Scientific researchers, laboratories, organisations and research communities can be profiled and compared by analysing their published works, including documents ranging from academic papers to web sites, blog posts and Twitter feeds. This paper describes how the vector space model from information retrieval, more normally associated with full text search, has been employed in the open source SubSift software to support workflows to profile and compare such collections of documents. SubSift was originally designed to match submitted conference or journal papers to potential peer reviewers based on the similarity between the paper's abstract and the reviewer's publications as found in online bibliographic databases such as Google Scholar. The software is implemented as a family of RESTful web services that, composed into a re-useable workflow, have already been used to support several major data mining conferences.
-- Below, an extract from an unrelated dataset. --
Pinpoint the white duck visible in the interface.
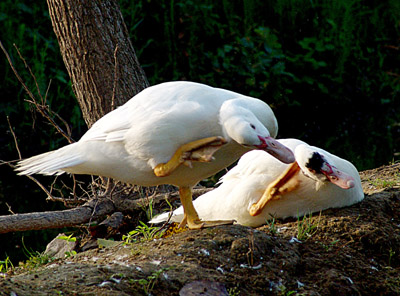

Alternative workflows and service compositions are now enabling other interesting applications, such as expert finding for the press and media, organisational profiling, and suggesting potential interdisciplinary research partners. This work is a useful generalisation and proof-of-concept realisation of an engineering solution to enable RESTful services to be assembled in workflows to analyse general content in a way that is not immediately available elsewhere. The challenges and lessons learned in the implementation and use of SubSift are discussed.